When Aunt Essie’s boys weren’t trying to kill us, they could be entertaining. Uncle July was an avid hog-hunter and was extremely proud of his Catahoula Cur Hog Dog, Catch. Out on the hunt, Catch would le go berserk with hog lust and “catch” wild hogs by the ear, hanging on until commanded to turn loose; not a nice dog. Uncle July kept him penned up, sternly warning us away from the fence. Catch might rage through the fence, “catching” us by the ear.

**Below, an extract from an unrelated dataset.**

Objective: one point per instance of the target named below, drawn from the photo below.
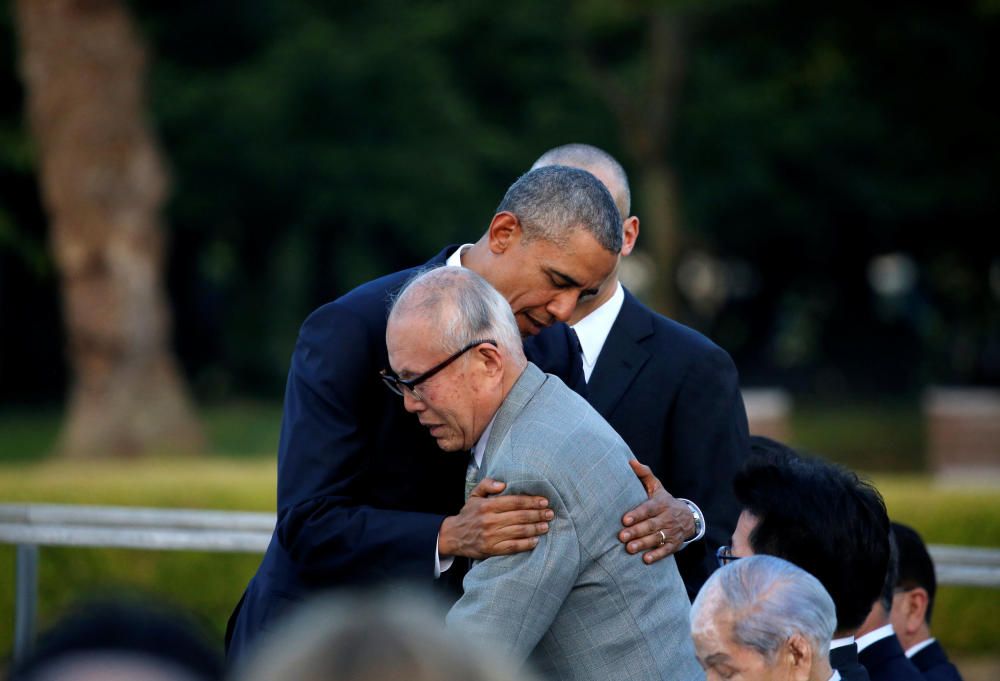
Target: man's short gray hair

Aunt Essie and Uncle July heard “catch” noises from the dog pen and were horrified to realize one of their angelic three-year-old twins was missing. They rushed out and found Corwin and the monster dog rolling around in the dog pen. Expecting to retrieve the bloody corpse of his precious child, Uncle July leapt into to the pen to find Corwin latched down on Catch’s ear, blood pouring from the tattered edges. When asked why he bit the dog, Kelvin replied, “Dog bite me.” Corwin was fine except for a few drag marks.

Considering his tender age, it seemed premature to categorize Corwin, but he showed all the hallmarks of a psychopath. Energized and empowered by his encounter with “Catch”, his strange little mind focused on the unfortunate beast, making his life a living hell. Despite his concerned parents’ warning, he was soon back in the dog pen and had Catch cowering in a barrel half-buried in the dirt that passed for a dog house, howling piteously for rescue. Realizing he was no threat to Corwin, Aunt Essie and Uncle July abandoned poor Catch to his misery, knowing Corwin was off their backs as long as poor Catch was crying. Catch wet himself and ran under the truck next time Uncle July tried to take him out hog hunting, his spirit broken. Uncle July swapped him off to an unsuspecting buddy for a pirogue the first chance he got.

Surviving five horrible older brothers made Corwin and his twin Kelvin dangerous little devils. Their parents doted on all the boys, seemingly unconcerned about their reputations as hellions. When people complained about their bullying, their stock reply was, “What did your Johnny do to them?” artfully ignoring the obvious fact that the damaged kid was three years younger. Aunt Essie grieved because the twins would be her last babies, so she let them carry their baby bottles till the school put a stop to it. It was bizarre to see them coming in from playing football with their brothers, pull their bottles out of their back pockets, and fill them for themselves. They were fluent in profanity from the time they could talk.

As an adult, between stints in jail, Corwin lived in the dugout of the local ballpark. He’d worn out his welcome with Aunt Essie and his tippling brothers after attempting to burn her house down over their heads. He was forcibly extricated by the more sober among them, but did live to the ripe old age of forty-one. After the immediate threat of roasting in her bed passed, Aunt frequently mentioned letting him move back in, feeling he’d learned his lesson in jail, but her other boys had a longer memory and wouldn’t allow him back in.

Corwin spent the rest of his life residing between the ballpark, jail, and homeless shelters, except for brief stints with friends when he was flush with cash from his drug sales job.